Reviewed by Katherine Williams for Readers' Favorite
Blues Harp Green is a young adult novel by Nicole Schubert. The novel’s protagonist, Francie Millis - aka FM - is a 16-year-old girl who lives in LA. Francie’s dream is to become the ultimate tennis player. She tries so hard to focus on tennis and only tennis to distract herself from her father’s drunken ways. One day, Francie injures her knee and her tennis dreams suddenly fly out the window. She seems to lose herself until she finally meets Chet Jones, a charming yet quirky lead singer who makes her happy, just like tennis did. Chet and Francie discover that they have an amazing connection, although this connection can only keep Francie distracted for so long. No matter what she does, Francie learns that things such as a sport or a blossoming relationship ultimately cannot distract her from real life and how she is feeling. Even though that might not always feel right to her, the point is that she does not always have to have her whole life figured out and, honestly, that is okay.

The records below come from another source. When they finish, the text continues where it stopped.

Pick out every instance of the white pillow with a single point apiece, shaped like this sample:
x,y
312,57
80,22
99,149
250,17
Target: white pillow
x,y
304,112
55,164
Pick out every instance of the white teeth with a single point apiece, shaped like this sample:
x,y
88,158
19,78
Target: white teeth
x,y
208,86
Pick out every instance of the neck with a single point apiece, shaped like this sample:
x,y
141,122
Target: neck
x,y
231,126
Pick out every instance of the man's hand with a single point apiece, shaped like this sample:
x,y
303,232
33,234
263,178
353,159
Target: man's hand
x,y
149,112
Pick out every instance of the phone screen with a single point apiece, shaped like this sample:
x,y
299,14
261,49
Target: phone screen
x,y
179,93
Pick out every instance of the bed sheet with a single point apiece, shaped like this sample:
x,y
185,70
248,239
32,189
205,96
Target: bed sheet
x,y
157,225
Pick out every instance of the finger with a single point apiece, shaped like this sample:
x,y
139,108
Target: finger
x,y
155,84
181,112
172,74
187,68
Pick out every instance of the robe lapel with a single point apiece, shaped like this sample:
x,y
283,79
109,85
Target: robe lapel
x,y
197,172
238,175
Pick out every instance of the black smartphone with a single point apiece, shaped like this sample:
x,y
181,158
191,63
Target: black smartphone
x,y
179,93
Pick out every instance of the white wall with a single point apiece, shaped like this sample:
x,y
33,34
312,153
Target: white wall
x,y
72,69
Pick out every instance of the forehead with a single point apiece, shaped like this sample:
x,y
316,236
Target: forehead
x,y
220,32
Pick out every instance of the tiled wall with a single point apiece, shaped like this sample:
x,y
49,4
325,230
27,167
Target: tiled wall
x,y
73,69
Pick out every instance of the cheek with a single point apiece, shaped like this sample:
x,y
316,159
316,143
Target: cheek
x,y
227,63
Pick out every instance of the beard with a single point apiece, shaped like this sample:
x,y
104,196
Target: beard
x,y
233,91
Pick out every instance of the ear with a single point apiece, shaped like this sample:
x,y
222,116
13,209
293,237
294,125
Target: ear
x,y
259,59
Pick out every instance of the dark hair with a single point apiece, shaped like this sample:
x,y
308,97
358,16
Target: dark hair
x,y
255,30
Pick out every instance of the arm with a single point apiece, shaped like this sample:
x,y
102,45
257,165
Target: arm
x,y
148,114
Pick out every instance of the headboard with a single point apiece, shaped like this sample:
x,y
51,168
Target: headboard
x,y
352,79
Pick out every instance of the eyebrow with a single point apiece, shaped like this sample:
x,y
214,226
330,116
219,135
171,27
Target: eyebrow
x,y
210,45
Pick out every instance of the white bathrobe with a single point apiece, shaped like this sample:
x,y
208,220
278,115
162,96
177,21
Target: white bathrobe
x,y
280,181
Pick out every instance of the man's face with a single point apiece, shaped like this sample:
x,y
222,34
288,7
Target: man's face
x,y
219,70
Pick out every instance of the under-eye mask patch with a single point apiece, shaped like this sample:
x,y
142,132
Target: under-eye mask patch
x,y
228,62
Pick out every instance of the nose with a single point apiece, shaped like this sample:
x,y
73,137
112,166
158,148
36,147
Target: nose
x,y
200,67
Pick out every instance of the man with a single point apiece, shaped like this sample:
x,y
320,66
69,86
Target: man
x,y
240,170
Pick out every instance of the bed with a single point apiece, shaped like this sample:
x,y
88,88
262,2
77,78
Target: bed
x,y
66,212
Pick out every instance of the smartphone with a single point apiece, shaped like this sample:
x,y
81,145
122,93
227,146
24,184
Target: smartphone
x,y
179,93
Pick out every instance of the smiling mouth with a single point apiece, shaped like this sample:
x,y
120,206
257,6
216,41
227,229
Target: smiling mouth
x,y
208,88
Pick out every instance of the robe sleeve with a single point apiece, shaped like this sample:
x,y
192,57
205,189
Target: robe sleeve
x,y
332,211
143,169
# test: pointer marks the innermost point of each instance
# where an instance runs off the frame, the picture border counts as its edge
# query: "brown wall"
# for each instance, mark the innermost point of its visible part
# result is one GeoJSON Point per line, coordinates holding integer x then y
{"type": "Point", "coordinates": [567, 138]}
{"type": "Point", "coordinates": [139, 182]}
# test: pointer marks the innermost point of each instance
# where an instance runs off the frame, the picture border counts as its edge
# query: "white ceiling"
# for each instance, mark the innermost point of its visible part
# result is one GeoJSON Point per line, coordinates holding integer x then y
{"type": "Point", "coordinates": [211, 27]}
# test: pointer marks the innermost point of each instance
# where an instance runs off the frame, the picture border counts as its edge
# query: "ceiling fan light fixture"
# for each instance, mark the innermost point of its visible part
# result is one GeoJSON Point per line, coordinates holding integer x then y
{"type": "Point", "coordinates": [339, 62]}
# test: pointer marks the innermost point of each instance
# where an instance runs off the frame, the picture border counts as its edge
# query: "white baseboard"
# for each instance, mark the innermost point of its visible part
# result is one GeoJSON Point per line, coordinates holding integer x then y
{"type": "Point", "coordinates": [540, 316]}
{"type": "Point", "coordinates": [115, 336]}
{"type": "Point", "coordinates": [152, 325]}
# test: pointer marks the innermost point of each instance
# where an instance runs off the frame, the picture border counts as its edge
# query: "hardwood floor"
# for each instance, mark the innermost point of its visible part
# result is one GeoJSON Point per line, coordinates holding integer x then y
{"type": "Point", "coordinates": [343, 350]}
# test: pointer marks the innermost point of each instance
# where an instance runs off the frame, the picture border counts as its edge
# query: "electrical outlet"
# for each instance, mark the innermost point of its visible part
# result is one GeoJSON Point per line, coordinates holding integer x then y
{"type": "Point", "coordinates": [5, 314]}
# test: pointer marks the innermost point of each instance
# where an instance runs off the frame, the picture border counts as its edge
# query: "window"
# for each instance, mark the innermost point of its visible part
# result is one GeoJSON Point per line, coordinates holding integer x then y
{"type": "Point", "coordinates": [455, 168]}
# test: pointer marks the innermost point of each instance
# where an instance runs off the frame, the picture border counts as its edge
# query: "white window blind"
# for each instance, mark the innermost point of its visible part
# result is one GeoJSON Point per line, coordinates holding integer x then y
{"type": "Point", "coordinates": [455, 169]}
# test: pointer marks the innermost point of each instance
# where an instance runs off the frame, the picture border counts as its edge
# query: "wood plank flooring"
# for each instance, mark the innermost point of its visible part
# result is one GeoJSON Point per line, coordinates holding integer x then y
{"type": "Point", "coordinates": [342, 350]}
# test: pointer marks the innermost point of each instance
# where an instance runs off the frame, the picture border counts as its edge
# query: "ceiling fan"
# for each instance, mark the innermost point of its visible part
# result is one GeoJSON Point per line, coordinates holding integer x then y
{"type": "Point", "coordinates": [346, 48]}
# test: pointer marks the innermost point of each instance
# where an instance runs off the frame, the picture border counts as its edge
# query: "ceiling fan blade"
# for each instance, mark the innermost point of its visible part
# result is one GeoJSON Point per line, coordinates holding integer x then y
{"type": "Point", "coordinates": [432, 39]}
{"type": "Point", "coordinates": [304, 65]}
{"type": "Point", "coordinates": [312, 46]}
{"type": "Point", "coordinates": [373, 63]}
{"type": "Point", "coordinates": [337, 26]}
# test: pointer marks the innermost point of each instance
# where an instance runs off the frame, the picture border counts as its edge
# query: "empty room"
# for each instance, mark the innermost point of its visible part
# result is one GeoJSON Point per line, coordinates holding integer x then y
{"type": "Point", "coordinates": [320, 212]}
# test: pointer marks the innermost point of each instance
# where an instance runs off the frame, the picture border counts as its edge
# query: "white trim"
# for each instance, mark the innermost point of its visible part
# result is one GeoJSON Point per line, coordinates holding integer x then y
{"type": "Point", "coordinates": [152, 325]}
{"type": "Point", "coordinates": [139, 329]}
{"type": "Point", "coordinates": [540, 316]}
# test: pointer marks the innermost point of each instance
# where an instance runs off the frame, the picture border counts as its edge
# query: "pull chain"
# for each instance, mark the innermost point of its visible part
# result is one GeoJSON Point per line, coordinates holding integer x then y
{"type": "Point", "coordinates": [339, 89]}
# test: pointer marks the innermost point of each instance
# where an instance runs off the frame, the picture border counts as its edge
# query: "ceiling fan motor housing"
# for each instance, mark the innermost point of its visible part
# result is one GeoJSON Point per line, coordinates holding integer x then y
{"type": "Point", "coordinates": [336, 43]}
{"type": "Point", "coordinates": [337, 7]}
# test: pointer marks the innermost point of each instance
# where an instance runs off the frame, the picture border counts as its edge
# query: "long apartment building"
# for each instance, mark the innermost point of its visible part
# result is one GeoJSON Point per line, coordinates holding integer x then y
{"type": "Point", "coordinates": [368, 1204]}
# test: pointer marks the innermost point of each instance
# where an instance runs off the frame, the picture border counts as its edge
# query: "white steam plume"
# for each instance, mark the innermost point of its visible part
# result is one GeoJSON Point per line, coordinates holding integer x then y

Blues Harp Green is a refreshing young adult novel that will make you feel like a teenager again. Francie Millis is a fun, fresh voice that you will grow to love by the end of the novel. Through the classic young adult exploration of sexuality, alcoholism and even sports, Francie guides you through her life in a way that keeps you on your toes. You will want to give her advice, hug her, and even shake her throughout the novel, and I applaud the fact that the main character is so relatable. I also really enjoyed the fact that Francie was so focused on tennis. I believe the sports aspect is what sets this book apart as she not only deals with her family problems, but she also deals with her tennis problems. The other characters are also fun and well written; Chet and Francie have an undeniable chemistry that will set your heart on fire.
Nicole Schubert's writing is admirable as she does a very good job of creating the novel’s young adult tone. The pacing is quick but in a good way that makes you want to read the book in one sitting. She does a very good job of pulling the many emotions that teenagers go through into her narrative, noting not only the sad and confused moments, but also the happy and proud moments. The writing in this book does a very good job of sucking you in and keeping you focused on these characters’ lives, as well as making you feel attached to them and their stories. I suggest this to book to any teen or adult who is looking for a book about self exploration and discovering who you are. This book teaches you that even though it may seem like life is tough right now, no matter what happens, you will be able to get through it.